Some variants are passed down through families; they are inherited. These variants came from your parents and can be passed on to your biological children. Some inherited variants may increase your risk of getting cancer. You may hear them described as genes that cause cancer. In fact, it is the change or variant in the gene — not the gene itself — that can increase the risk of cancer.
What is genomic tumor testing?
Genomic tumor testing is used to find genomic variants that exist in cancer cells. Some of these variants may play an important role in how the cancer grows, spreads and responds to treatment. Therefore, genomic tumor test results can sometimes help doctors choose the right medicines to treat your cancer.
What is the difference between genomic tumor testing and hereditary cancer testing?
Hereditary cancer testing looks for changes in a person’s DNA profile that were inherited from their parents. Genomic tumor tests analyze the variants in cancer cells. Both tests may be helpful in treating cancer. However, hereditary and genomic tumor testing are used in different ways and in different circumstances.

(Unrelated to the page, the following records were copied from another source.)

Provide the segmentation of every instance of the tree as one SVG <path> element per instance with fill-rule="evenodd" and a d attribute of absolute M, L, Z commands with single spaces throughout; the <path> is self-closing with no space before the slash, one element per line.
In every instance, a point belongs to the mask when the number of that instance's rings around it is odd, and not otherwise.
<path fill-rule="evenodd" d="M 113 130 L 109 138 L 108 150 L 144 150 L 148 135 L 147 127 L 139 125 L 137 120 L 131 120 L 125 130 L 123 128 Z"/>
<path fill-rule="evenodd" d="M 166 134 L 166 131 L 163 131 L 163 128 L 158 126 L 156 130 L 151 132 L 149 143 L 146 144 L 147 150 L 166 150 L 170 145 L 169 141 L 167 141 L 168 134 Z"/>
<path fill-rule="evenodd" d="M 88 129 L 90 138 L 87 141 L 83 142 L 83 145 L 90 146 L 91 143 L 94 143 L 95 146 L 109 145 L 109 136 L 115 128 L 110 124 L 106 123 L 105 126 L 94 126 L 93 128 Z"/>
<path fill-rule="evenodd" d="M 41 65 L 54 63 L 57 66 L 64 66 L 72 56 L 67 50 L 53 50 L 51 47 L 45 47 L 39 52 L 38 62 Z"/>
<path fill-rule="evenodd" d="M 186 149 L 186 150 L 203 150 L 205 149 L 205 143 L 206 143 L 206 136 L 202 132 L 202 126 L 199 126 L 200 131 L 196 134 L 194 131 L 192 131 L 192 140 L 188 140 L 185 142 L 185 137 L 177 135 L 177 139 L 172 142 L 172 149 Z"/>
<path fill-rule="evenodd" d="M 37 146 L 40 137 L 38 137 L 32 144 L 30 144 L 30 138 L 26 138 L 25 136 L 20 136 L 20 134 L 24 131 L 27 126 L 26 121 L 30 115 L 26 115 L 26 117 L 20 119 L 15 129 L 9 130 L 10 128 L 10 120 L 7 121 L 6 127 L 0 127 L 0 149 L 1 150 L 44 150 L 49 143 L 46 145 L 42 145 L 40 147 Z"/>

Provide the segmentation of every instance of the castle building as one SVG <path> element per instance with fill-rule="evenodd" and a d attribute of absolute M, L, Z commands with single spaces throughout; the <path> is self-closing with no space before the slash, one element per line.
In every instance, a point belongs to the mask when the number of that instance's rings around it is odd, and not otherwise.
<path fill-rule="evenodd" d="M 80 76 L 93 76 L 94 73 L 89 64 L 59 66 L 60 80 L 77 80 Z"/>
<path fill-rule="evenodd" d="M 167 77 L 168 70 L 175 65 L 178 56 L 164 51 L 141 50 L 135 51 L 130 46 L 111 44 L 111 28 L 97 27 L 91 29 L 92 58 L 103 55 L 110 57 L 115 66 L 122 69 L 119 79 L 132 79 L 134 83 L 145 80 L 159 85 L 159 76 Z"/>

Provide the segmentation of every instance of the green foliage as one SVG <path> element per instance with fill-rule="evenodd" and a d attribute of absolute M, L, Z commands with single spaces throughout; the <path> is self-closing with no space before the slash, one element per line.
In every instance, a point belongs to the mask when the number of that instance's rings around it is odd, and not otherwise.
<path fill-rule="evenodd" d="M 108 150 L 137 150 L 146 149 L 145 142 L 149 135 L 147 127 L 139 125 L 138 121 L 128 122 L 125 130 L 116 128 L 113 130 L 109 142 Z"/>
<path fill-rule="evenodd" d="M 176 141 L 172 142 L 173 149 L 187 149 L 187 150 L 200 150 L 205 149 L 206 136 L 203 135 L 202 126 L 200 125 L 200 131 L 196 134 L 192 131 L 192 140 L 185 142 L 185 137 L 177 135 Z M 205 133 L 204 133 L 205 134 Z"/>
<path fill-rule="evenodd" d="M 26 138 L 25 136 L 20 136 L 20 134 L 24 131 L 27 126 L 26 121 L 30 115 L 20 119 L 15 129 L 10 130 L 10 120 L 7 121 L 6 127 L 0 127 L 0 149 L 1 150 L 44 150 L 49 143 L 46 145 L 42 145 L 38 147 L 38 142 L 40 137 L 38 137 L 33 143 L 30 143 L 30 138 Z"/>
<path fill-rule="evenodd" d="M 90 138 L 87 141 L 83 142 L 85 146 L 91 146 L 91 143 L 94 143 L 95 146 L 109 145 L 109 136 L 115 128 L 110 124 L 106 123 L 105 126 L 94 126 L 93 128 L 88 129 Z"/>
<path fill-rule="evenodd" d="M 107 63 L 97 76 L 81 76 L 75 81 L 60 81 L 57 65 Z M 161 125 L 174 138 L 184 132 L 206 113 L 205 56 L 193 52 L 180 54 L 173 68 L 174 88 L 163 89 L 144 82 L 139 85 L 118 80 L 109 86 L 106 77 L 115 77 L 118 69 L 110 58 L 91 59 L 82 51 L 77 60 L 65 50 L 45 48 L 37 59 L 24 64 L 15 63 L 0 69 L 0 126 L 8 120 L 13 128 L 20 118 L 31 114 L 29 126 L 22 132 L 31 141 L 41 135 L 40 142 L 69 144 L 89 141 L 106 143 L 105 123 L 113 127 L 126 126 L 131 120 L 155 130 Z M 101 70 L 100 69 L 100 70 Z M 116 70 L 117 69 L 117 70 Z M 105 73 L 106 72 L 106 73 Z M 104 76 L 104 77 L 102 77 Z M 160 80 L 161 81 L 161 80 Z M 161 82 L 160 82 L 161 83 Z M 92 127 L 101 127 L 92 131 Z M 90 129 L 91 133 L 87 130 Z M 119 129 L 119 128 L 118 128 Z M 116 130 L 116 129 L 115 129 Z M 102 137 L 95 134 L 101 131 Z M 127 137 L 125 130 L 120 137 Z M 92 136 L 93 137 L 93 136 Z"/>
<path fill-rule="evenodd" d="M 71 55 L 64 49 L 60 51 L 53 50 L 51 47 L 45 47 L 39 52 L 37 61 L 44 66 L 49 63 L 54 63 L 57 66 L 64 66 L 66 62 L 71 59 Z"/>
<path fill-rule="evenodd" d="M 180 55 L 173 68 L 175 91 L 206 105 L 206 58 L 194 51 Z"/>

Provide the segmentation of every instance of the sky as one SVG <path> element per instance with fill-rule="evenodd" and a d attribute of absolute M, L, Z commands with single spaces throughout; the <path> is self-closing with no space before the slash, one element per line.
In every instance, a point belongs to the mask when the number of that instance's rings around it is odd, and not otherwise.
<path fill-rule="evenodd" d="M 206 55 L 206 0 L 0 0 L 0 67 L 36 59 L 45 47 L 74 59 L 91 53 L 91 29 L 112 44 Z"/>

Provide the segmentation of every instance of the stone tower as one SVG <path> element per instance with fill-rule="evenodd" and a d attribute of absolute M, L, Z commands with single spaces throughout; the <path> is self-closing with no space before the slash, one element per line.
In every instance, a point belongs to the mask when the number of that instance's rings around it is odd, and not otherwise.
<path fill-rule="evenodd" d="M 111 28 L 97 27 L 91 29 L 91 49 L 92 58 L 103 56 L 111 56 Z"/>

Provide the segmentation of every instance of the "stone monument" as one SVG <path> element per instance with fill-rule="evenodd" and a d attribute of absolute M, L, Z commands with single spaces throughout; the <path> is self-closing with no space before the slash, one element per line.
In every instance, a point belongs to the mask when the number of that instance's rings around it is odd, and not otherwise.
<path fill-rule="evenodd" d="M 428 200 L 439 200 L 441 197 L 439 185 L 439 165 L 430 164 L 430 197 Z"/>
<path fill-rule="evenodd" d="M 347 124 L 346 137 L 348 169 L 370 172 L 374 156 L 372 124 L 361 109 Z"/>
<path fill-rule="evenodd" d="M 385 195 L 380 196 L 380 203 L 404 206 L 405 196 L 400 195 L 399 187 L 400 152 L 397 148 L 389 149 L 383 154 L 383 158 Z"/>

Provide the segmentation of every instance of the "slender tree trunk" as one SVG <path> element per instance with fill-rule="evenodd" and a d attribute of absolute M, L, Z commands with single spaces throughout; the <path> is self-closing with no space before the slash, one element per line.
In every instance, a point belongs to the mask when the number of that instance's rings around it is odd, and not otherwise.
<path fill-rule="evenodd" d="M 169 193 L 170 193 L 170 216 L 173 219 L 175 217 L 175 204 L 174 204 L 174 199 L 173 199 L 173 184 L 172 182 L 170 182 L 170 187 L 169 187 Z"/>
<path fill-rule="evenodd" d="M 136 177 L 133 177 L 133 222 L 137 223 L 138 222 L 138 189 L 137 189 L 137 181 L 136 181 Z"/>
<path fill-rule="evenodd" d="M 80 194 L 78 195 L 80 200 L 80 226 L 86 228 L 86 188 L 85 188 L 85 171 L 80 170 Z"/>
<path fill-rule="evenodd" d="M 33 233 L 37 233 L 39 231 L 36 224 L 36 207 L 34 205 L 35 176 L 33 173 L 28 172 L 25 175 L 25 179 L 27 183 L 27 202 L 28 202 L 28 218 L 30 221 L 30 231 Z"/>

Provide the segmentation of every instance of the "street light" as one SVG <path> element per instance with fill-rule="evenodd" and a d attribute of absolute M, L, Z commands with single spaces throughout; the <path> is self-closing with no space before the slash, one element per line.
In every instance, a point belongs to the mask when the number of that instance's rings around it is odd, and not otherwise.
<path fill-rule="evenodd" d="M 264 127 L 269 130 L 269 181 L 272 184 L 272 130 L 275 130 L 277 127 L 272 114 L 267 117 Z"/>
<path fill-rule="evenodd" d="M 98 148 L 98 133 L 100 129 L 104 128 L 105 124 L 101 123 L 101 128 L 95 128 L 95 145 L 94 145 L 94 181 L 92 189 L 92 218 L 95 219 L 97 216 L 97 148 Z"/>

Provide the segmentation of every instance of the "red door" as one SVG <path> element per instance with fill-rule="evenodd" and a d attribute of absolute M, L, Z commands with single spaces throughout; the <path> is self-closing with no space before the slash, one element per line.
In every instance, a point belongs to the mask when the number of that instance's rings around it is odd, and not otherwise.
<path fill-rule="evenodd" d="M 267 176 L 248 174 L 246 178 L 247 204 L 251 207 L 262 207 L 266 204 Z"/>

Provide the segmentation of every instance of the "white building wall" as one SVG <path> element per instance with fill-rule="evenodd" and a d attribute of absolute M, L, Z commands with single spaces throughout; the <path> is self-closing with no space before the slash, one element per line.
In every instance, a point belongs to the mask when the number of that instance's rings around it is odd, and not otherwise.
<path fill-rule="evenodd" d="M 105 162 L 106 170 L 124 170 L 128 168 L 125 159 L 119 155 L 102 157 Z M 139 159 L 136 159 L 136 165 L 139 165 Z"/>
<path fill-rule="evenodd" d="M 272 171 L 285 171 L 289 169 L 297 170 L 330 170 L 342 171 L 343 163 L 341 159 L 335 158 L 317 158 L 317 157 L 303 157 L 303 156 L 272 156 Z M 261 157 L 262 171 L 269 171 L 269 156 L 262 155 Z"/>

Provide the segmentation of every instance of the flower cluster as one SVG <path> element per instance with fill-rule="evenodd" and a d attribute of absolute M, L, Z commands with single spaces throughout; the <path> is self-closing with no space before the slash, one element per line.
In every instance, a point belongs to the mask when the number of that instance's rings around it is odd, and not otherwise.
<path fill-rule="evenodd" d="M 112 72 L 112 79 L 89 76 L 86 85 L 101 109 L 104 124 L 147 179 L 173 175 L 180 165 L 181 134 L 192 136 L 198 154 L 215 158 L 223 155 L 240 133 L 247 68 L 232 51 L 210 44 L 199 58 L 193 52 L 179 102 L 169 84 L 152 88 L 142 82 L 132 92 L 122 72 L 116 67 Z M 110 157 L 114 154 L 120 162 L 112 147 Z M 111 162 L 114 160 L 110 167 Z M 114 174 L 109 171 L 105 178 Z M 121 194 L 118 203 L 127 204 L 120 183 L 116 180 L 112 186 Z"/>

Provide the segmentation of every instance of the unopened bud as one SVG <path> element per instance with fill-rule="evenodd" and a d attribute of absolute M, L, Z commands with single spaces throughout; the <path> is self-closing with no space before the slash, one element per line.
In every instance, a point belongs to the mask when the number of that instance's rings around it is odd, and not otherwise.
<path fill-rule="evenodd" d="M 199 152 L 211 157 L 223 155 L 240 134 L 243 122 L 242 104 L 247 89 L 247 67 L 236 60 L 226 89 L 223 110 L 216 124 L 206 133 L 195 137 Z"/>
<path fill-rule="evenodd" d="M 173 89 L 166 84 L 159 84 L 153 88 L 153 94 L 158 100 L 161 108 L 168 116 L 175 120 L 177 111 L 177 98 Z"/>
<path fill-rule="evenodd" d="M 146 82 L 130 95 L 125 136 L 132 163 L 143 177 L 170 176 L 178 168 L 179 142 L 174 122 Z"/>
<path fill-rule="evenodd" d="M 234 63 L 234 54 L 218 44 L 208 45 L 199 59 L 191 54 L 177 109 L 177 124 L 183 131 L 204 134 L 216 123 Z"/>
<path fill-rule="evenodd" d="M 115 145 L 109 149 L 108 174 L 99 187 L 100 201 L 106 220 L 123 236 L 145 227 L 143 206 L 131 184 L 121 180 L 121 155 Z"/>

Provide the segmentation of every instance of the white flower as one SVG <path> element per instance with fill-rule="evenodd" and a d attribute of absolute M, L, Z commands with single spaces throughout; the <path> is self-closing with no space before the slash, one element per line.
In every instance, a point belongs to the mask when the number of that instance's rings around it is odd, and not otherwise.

In cancer care, hereditary testing is used to look for genetic variants that a given person inherited from their parents. These variants put people at an increased risk of developing cancer. For example, those who test positive for the BRCA1 gene variant have a higher risk of developing breast, ovarian and prostate cancers.
Genomic tumor testing is used to identify variants that are not inherited but instead occur within the cancer cell itself, often due to an external cause, such as tobacco use or sun exposure. These variants may determine why the tumor behaves the way it does (why it grows or spreads, for example) and may be used to determine the best treatment for your cancer.
How is genomic tumor testing done?
Genomic tumor testing is usually done on tissue that was already collected and stored as part of your medical care. If a sample of tumor is not available for genomic testing, sometimes it's possible to do a test using a blood sample. In this test, a lab looks for tumor cells that came loose from the tumor and are circulating in the blood. Your doctor will get a report about the variants found with genomic tumor testing. You and your doctor will then decide how to use the information to guide your care.
What are the benefits of genomic tumor testing?
The results of genomic tumor testing may provide information on how your cancer is expected to act, and may help you and your doctor decide how to treat your cancer.
Are there risks to genomic tumor testing?
There is a possibility that knowing the results from your genomic tumor test may cause you to feel anxious, disappointed or upset. This is because one or more of the following things could happen:
The test result may not be helpful in deciding which medicines to use.
The test result may identify genomic variants that have uncertain meaning or significance for your treatment.
The test result may identify genomic variants that cannot be treated.
The test result may suggest a medicine that is not covered by your insurance.
The test result may suggest a clinical trial that is only available at a hospital a distance from your home.
The test result may suggest you have a genomic variant that you inherited from one of your parents. If your doctor is concerned about this, you may need another blood draw for hereditary genetic testing. Your doctor sometimes orders this test, or you may be referred to a genetic counselor.
If an inherited genomic variant is found, some of your relatives may have inherited this variant and may be at an increased risk for cancer.
How do I learn more about genomic tumor testing and personalized medicine?
Ask your doctor about genomic tumor testing and whether it might be right for you.